Daisy the Dinosaur is a free game found on Apple’s App Store. Children will manipulate a dinosaur, Daisy, through various challenges that introduce loops, events, and other basics of programming. At the first glance you will notice this is a very basic app. That’s why it is in our entry level section. Daisy presents a simple, fun, and non-threatening introduction to programming for young kids. The app has a free version so you can see if it’s a fit without having to pay up.
A free, web-based resource from MIT is Scratch. With activities for parents, educators, and curious kids Scratch was designed for kids 8-16.
Scratch is an excellent tool to teach kids about developing animations, creating interactive stories and games all using drag-and-drop blocks. Navigation is very user-friendly and designed to keep kids engaged. You can even design custom costumes for your characters!

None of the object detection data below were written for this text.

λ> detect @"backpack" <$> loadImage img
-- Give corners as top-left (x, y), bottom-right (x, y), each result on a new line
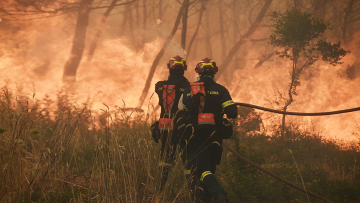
top-left (190, 82), bottom-right (216, 133)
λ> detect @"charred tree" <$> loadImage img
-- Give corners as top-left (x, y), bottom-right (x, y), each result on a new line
top-left (63, 0), bottom-right (92, 84)
top-left (342, 0), bottom-right (355, 43)
top-left (181, 0), bottom-right (189, 50)
top-left (137, 4), bottom-right (185, 109)
top-left (205, 11), bottom-right (212, 58)
top-left (216, 0), bottom-right (272, 78)
top-left (186, 3), bottom-right (205, 60)
top-left (270, 9), bottom-right (348, 138)
top-left (87, 0), bottom-right (118, 61)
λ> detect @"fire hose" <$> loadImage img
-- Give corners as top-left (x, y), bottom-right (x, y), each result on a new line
top-left (223, 103), bottom-right (360, 202)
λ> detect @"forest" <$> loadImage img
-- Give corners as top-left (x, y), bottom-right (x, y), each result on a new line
top-left (0, 0), bottom-right (360, 202)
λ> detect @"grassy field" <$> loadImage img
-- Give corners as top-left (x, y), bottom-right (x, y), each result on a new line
top-left (0, 89), bottom-right (360, 203)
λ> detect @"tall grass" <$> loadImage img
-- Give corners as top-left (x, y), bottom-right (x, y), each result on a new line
top-left (0, 88), bottom-right (188, 202)
top-left (0, 88), bottom-right (360, 203)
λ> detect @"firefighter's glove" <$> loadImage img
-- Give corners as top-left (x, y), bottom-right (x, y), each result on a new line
top-left (151, 121), bottom-right (160, 143)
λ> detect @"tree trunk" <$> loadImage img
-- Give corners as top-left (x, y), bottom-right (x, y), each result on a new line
top-left (181, 0), bottom-right (189, 50)
top-left (186, 3), bottom-right (205, 60)
top-left (159, 0), bottom-right (162, 20)
top-left (87, 0), bottom-right (118, 62)
top-left (205, 11), bottom-right (212, 58)
top-left (143, 0), bottom-right (147, 29)
top-left (229, 0), bottom-right (239, 73)
top-left (63, 0), bottom-right (92, 84)
top-left (342, 0), bottom-right (355, 43)
top-left (281, 57), bottom-right (297, 139)
top-left (216, 0), bottom-right (272, 79)
top-left (137, 4), bottom-right (185, 109)
top-left (218, 0), bottom-right (226, 61)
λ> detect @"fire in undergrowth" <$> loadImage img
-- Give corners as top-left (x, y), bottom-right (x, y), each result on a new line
top-left (0, 10), bottom-right (360, 144)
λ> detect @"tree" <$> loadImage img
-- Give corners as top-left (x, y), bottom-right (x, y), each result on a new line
top-left (137, 3), bottom-right (187, 109)
top-left (216, 0), bottom-right (272, 79)
top-left (270, 8), bottom-right (349, 138)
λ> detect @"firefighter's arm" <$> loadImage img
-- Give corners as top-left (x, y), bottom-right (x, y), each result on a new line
top-left (178, 94), bottom-right (184, 110)
top-left (221, 89), bottom-right (238, 118)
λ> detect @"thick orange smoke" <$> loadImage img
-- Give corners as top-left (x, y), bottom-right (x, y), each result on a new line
top-left (0, 4), bottom-right (360, 144)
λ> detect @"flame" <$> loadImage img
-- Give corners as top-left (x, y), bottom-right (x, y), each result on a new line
top-left (0, 8), bottom-right (360, 144)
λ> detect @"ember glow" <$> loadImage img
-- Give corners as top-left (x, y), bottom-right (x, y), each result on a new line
top-left (0, 1), bottom-right (360, 144)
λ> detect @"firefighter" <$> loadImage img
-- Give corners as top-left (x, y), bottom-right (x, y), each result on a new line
top-left (179, 58), bottom-right (238, 202)
top-left (152, 56), bottom-right (190, 191)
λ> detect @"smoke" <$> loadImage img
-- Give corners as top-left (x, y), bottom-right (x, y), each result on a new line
top-left (0, 3), bottom-right (360, 143)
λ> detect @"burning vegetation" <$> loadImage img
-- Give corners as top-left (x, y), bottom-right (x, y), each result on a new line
top-left (0, 0), bottom-right (360, 202)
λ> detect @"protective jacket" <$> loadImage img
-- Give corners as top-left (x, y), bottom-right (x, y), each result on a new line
top-left (152, 75), bottom-right (190, 189)
top-left (182, 76), bottom-right (238, 126)
top-left (182, 76), bottom-right (238, 201)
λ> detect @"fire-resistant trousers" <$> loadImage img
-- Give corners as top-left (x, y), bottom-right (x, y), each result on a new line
top-left (159, 131), bottom-right (178, 191)
top-left (186, 132), bottom-right (226, 202)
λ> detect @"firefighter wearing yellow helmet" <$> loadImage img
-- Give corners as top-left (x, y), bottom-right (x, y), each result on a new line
top-left (151, 56), bottom-right (190, 190)
top-left (179, 58), bottom-right (238, 202)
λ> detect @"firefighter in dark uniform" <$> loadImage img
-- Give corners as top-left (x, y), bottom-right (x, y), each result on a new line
top-left (179, 58), bottom-right (238, 202)
top-left (152, 56), bottom-right (190, 191)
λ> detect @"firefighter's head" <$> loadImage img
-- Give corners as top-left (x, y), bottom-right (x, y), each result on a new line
top-left (167, 55), bottom-right (187, 75)
top-left (195, 58), bottom-right (218, 77)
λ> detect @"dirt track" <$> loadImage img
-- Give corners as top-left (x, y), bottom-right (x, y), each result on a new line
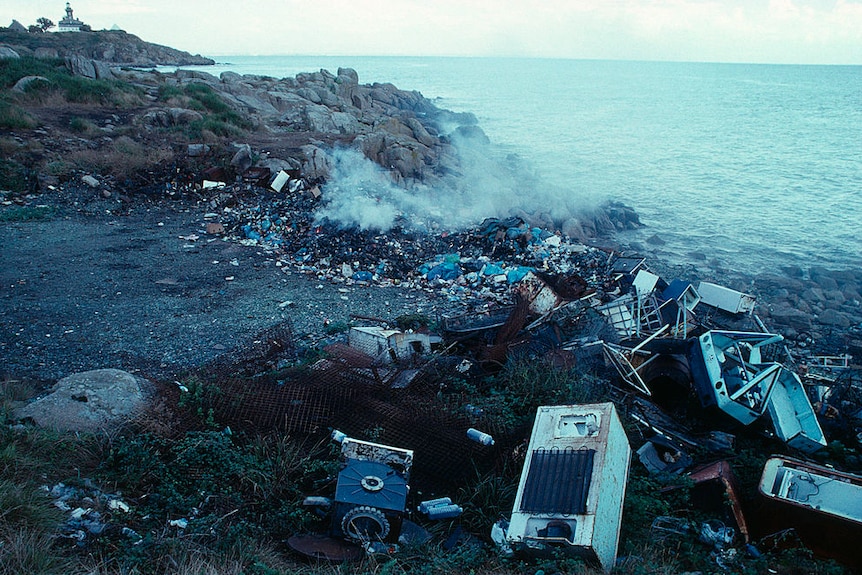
top-left (0, 205), bottom-right (438, 380)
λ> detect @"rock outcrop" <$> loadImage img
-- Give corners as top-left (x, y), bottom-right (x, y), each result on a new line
top-left (151, 68), bottom-right (488, 189)
top-left (14, 369), bottom-right (149, 432)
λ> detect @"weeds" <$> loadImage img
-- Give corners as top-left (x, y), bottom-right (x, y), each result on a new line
top-left (69, 136), bottom-right (174, 180)
top-left (159, 82), bottom-right (253, 140)
top-left (0, 100), bottom-right (38, 130)
top-left (0, 159), bottom-right (31, 193)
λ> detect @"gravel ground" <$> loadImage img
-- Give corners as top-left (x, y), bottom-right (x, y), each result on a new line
top-left (0, 205), bottom-right (446, 380)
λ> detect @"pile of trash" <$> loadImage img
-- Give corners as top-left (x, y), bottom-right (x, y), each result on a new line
top-left (280, 249), bottom-right (862, 570)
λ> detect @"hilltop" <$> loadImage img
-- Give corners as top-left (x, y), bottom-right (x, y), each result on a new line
top-left (0, 28), bottom-right (215, 67)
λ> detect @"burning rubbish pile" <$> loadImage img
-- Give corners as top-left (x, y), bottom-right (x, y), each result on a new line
top-left (142, 236), bottom-right (862, 570)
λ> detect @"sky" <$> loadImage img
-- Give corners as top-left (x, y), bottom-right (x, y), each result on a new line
top-left (0, 0), bottom-right (862, 65)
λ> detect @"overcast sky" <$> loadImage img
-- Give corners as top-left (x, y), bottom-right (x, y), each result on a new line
top-left (0, 0), bottom-right (862, 64)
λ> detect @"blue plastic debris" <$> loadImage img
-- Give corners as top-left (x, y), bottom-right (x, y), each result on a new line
top-left (426, 262), bottom-right (461, 281)
top-left (506, 266), bottom-right (533, 284)
top-left (241, 224), bottom-right (260, 240)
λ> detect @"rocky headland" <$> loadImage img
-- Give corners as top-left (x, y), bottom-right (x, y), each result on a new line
top-left (2, 32), bottom-right (862, 377)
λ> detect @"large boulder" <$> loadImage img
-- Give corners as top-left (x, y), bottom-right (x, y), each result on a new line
top-left (14, 369), bottom-right (151, 432)
top-left (66, 54), bottom-right (96, 80)
top-left (12, 76), bottom-right (51, 92)
top-left (141, 108), bottom-right (208, 128)
top-left (0, 46), bottom-right (21, 60)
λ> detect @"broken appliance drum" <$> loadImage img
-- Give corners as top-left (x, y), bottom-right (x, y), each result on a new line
top-left (640, 354), bottom-right (691, 413)
top-left (341, 505), bottom-right (390, 541)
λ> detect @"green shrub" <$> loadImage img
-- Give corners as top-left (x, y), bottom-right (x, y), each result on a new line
top-left (69, 117), bottom-right (99, 134)
top-left (0, 159), bottom-right (30, 194)
top-left (159, 82), bottom-right (253, 140)
top-left (0, 526), bottom-right (72, 575)
top-left (0, 100), bottom-right (38, 130)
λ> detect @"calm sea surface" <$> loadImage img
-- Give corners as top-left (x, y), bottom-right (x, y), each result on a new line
top-left (174, 56), bottom-right (862, 272)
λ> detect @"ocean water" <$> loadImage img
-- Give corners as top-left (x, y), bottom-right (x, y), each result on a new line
top-left (172, 56), bottom-right (862, 273)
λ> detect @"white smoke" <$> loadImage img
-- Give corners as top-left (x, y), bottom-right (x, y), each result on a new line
top-left (317, 134), bottom-right (604, 231)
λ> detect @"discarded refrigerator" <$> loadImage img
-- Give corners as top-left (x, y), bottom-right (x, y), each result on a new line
top-left (506, 403), bottom-right (631, 571)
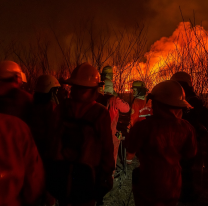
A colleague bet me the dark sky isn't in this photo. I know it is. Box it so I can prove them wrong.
[0,0,208,55]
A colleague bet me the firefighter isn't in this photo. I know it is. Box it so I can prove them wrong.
[130,81,152,127]
[0,61,33,124]
[127,80,197,206]
[31,75,60,158]
[46,63,115,206]
[30,75,60,206]
[99,79,130,165]
[126,80,152,164]
[171,71,208,203]
[101,66,118,96]
[57,77,70,102]
[0,114,45,206]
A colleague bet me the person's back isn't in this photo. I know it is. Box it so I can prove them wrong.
[97,79,130,167]
[127,80,197,205]
[128,115,197,200]
[45,63,115,205]
[0,61,33,124]
[0,114,44,206]
[30,75,60,159]
[0,88,33,125]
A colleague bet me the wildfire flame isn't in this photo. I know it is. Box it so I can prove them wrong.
[115,22,208,92]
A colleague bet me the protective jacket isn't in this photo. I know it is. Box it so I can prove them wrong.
[126,98,152,164]
[97,93,130,164]
[127,103,197,205]
[0,88,33,124]
[107,96,130,164]
[0,114,45,206]
[48,99,115,204]
[30,101,57,159]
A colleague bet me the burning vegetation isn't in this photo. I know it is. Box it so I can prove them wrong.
[1,22,208,95]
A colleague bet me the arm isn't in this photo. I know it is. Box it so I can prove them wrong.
[97,110,115,199]
[22,128,45,205]
[182,122,197,159]
[116,97,130,113]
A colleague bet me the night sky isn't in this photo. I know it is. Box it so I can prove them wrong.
[0,0,208,60]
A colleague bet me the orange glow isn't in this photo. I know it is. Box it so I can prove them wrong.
[114,22,208,92]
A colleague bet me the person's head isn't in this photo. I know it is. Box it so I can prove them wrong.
[148,80,193,108]
[34,74,61,103]
[101,66,113,81]
[170,71,194,96]
[132,80,148,97]
[0,60,27,88]
[66,62,101,102]
[104,79,114,95]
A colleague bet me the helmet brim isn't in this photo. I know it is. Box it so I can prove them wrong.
[65,78,99,87]
[155,98,194,109]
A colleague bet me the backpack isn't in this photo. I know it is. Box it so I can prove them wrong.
[46,102,99,204]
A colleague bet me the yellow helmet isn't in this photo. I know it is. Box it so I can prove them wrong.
[170,72,192,87]
[132,80,146,88]
[0,61,27,82]
[66,62,100,87]
[35,74,61,93]
[151,80,193,108]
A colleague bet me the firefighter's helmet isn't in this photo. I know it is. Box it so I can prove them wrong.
[170,71,192,87]
[66,62,100,87]
[151,80,193,108]
[35,74,61,93]
[0,60,27,82]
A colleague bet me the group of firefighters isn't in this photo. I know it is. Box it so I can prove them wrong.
[0,61,207,206]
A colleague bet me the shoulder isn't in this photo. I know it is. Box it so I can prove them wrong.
[92,102,109,114]
[16,89,33,103]
[0,114,30,134]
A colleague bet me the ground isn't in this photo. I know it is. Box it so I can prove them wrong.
[104,158,208,206]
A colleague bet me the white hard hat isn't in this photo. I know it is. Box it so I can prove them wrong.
[151,80,193,108]
[0,61,27,82]
[35,74,61,93]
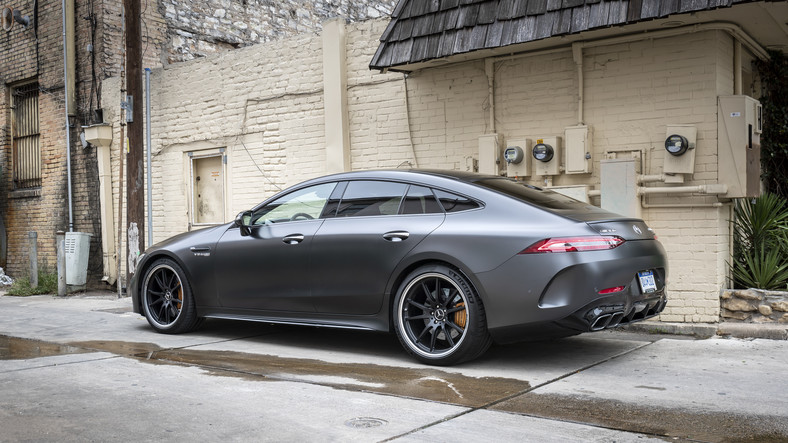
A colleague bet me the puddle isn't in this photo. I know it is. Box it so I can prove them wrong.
[70,341,530,407]
[0,335,88,360]
[93,306,134,314]
[0,336,530,407]
[491,393,788,443]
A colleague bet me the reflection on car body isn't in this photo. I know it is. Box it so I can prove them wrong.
[130,170,667,365]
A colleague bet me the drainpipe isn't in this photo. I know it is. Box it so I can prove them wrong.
[572,43,585,125]
[61,0,74,232]
[733,39,741,95]
[145,68,153,247]
[484,58,495,134]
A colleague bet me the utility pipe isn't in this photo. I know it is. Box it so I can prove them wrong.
[578,22,769,60]
[145,68,153,247]
[733,40,741,95]
[572,43,585,125]
[637,174,665,183]
[61,0,74,232]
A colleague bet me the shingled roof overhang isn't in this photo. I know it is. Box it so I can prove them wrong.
[369,0,788,72]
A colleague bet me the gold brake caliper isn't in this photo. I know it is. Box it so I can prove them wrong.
[454,302,468,329]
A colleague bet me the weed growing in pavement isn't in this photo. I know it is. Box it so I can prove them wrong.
[7,270,57,297]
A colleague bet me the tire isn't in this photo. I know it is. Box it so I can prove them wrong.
[393,265,492,366]
[141,258,201,334]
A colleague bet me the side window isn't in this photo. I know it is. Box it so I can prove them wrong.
[252,183,336,225]
[435,189,479,212]
[400,185,443,214]
[336,180,408,217]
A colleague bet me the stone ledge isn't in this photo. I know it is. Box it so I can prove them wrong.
[623,321,788,340]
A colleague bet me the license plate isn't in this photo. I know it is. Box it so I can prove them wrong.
[638,271,657,294]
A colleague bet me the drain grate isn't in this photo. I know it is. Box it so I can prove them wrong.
[345,417,388,429]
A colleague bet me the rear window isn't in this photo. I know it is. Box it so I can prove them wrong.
[435,189,479,213]
[475,178,598,210]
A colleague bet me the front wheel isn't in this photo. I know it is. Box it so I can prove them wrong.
[394,265,492,365]
[141,258,200,334]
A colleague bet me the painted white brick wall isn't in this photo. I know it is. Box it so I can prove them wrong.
[105,20,744,322]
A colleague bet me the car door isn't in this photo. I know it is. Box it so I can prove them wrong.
[215,183,336,312]
[311,180,445,315]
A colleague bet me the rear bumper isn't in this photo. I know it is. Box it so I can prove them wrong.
[477,240,667,342]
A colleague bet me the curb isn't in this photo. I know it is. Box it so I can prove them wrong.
[623,321,788,340]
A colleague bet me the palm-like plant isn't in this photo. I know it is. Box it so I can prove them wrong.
[731,193,788,289]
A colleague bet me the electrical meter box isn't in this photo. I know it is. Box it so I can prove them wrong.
[479,134,501,175]
[65,232,91,286]
[564,126,593,174]
[662,125,698,177]
[503,138,533,178]
[531,137,561,176]
[717,95,763,198]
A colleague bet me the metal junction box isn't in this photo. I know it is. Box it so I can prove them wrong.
[479,134,501,175]
[564,126,593,174]
[599,159,641,218]
[717,95,762,198]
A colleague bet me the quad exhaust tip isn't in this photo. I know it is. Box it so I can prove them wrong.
[591,311,624,331]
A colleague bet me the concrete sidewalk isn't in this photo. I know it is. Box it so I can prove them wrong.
[0,292,788,443]
[0,286,788,340]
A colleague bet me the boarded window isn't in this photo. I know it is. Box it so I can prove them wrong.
[11,83,41,189]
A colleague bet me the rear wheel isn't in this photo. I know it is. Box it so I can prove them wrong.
[142,258,200,334]
[394,265,492,365]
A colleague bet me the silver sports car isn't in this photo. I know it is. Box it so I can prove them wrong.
[129,170,667,365]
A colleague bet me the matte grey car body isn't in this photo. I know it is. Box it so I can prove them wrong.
[130,170,667,364]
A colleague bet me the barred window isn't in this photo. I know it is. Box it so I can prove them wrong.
[11,83,41,189]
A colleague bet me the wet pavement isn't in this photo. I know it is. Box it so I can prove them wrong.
[0,293,788,442]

Not only can you design your own characters, but Scratch provides nearly limitless methods to make the character do what you like.
Once you and your child have developed your masterpiece you can save the file and share it with friends. Scratch doesn’t allow you to create an app ready for the Play Store or App Store, but it still provides a great experience and learning opportunity.
Once you’ve had a chance to play around with Scratch you can move on to Stencyl.
With Stencyl, you can use a platform that is similar in feel to Scratch, but allows you to publish games. You can publish to Android, iOS, HTML5, Windows, and Mac. Note that it’s free to publish to the Web, but paid plans ranging from $99/yr – $199/yr are required to publish to desktop and mobile.
Stencyl is fun because it provides a drag & drop option for new users. They also enable more advanced users to create and share custom blocks through code and imported libraries. For the advanced dad or kid, building and sharing custom blocks could be a rewarding challenge.
Advanced Programming Games
Once you’ve mastered the basics it’s time to step up to more advanced games.
For those who want to create a serious Android app, check out App Inventor from MIT. With over 8 million registered users and 35 million apps built, App Inventor provides tutorials to help add your custom developed app to that growing list!
At first glance App Inventor will remind you of Scratch and Stencyl. However, the differences quickly become obvious. App Inventor is packed with all the methods, functions, and other coding elements that are needed to build an actual Android app.
While App Inventor is packed with features, it isn’t the most user-friendly. Middle school and high school students would likely do best with this tool.
Alice provides an introduction to object-oriented programming languages, such as C++. It’s a free 3D programming tool that incorporates the use of building blocks to create games and animations. Kids can program 3D models, camera motions and scenes.
The drag & drop functionality is helpful and even a bit better than Scratch as it’s less cluttered. A great benefit is the ability to transition to a standard programming language from the visual building block interface. This is done by converting programs, called methods in Alice, into a Java IDE (think NetBeans).
Alice is recommended for students that are 10+ as the move to a more traditional coding sans blocks might be tough for younger learners.
Massively open online courses (MOOCs) have been around for a while, but they seem to be getting increasingly popular with people spending more time at home. Courses tend to offer more formal training in programming. From basics all the way to advanced levels, MOOCs can be a great way to supplement learning.
It would be tough to highlight every app and platform that would be useful in teaching your children how to code. The big takeaway here is that resources are available and can be used for either a very low cost or for free. For dads who want to learn to code with their kids some of the above platforms and resources can prove fun for all ages and skill levels.